Abroad

Due to some travels (and preparations leading up to same), it won’t be until later in August that regular posts occur again on this blog. In the meantime, I thought I’d send a very brief snapshot of Williamsburg, Brooklyn, where I’m staying the first part of my trip and where I lived way back in 1995. The brick commercial loft building above is where I lived–a 3500 SF loft on the second floor (facing North 10th Street which is the facade you see here). It was an illegal sublet, rented to us by an artist who’d used the place as a studio. At the time Williamsburg was full of artists living in cheaply converted space, with rents extremely affordable compared to fancier parts of Brooklyn, not to mention Manhattan. I was one of a first wave of “invaders”–donning a tie and taking the train back into the city during the week to work a professional job–and I was fascinated by the mix of artists, elderly Polish-Americans, and those like me who found the run-down, somewhat bleak nature of Williamsburg a refreshing break from increasingly gentrified Manhattan.
Today, although my building still appears as untouched and run-down as ever, the surrounding neighborhood has transformed. Below is directly across Berry Street from my old place, where there used to be a vacant lot and a storage warehouse with amazing graffiti:

The new Berry Street

These luxury loft condos are but one example of new construction that has popped up everywhere, along with vacant storefronts and repair shops converted to ultra-hip lounges and restaurants. The lonely, sparse sidewalks were literally choked this evening with hipsters, wanna-bes, and kids from Manhattan in for a Saturday night fling. The quiet sense of possibility I knew back then has been replaced with American Apparel and all sorts of consumption.
There is even a huge new complex at the river, which used to be lined by empty warehouses and weedy yards. Now 35-story condo towers are preparing to open, with new pedestrian piers, tens of thousands of square feet of available retail and restaurant space, and parking garages. An immense old warehouse designed by the architect Cass Gilbert (who is perhaps best known for the Woolworth Building in downtown Manhattan, in 1913 the tallest building in the world) in the rarely employed neo-Egyptian style has been totally renovated and is currently renting out with amenities (and prices) not before seen this side of the East River.

From Egyptian warehouse to luxury lofts

The amount of gentrification in the old neighborhood just boggles the mind.

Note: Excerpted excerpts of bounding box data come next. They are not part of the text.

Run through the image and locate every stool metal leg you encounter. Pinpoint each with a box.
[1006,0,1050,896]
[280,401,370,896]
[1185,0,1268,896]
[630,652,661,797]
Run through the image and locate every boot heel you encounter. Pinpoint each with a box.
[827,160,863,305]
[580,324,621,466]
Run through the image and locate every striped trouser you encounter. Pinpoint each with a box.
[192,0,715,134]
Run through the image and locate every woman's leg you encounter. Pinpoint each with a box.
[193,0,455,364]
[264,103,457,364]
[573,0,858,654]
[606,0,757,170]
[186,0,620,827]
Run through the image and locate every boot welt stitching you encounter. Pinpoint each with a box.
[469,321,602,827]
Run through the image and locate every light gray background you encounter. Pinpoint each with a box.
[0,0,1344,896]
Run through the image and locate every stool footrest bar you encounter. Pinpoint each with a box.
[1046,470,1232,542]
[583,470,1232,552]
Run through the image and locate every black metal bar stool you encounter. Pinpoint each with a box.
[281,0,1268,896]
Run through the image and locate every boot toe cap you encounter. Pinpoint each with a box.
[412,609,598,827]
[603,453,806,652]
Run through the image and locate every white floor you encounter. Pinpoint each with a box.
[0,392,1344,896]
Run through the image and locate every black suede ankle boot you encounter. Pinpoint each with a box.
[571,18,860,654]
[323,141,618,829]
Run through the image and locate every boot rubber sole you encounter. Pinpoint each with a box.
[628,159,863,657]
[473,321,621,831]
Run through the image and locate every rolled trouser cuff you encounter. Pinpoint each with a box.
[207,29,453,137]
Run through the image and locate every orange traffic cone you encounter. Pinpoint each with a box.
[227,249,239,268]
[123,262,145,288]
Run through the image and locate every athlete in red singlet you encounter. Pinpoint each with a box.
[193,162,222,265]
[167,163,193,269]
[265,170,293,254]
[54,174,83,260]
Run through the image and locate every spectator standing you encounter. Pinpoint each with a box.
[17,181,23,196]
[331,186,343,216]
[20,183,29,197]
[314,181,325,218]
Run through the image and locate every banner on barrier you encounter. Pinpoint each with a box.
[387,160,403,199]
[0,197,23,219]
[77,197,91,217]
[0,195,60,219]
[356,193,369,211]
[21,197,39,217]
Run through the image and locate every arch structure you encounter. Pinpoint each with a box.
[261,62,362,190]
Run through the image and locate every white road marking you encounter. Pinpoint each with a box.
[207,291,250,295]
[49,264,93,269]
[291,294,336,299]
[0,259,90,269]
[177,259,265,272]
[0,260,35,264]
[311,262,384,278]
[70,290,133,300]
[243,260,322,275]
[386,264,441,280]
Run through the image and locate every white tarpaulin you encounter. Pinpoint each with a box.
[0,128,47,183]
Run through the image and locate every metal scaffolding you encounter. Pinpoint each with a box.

It shows how quickly an urban place can transform, within the context of vast numbers of people and dollars that is New York. Does it all feel right? No; I miss the grittiness of the old place. A lot of the new architecture is banal. Most of the artists have departed for cheaper digs further out in Brooklyn or Queens.

But hey, if you just have to have that perfect pomegranate mojito, you no longer have to take the train into Manhattan to get it.

Birmingham, I won’t be around to attend Design Review this coming week, comment on the latest (non-drive-through!) plans for Chick-Fil-A, etc. But we’ll be back and ready to examine lots of new topics in just a couple short weeks. Stay cool.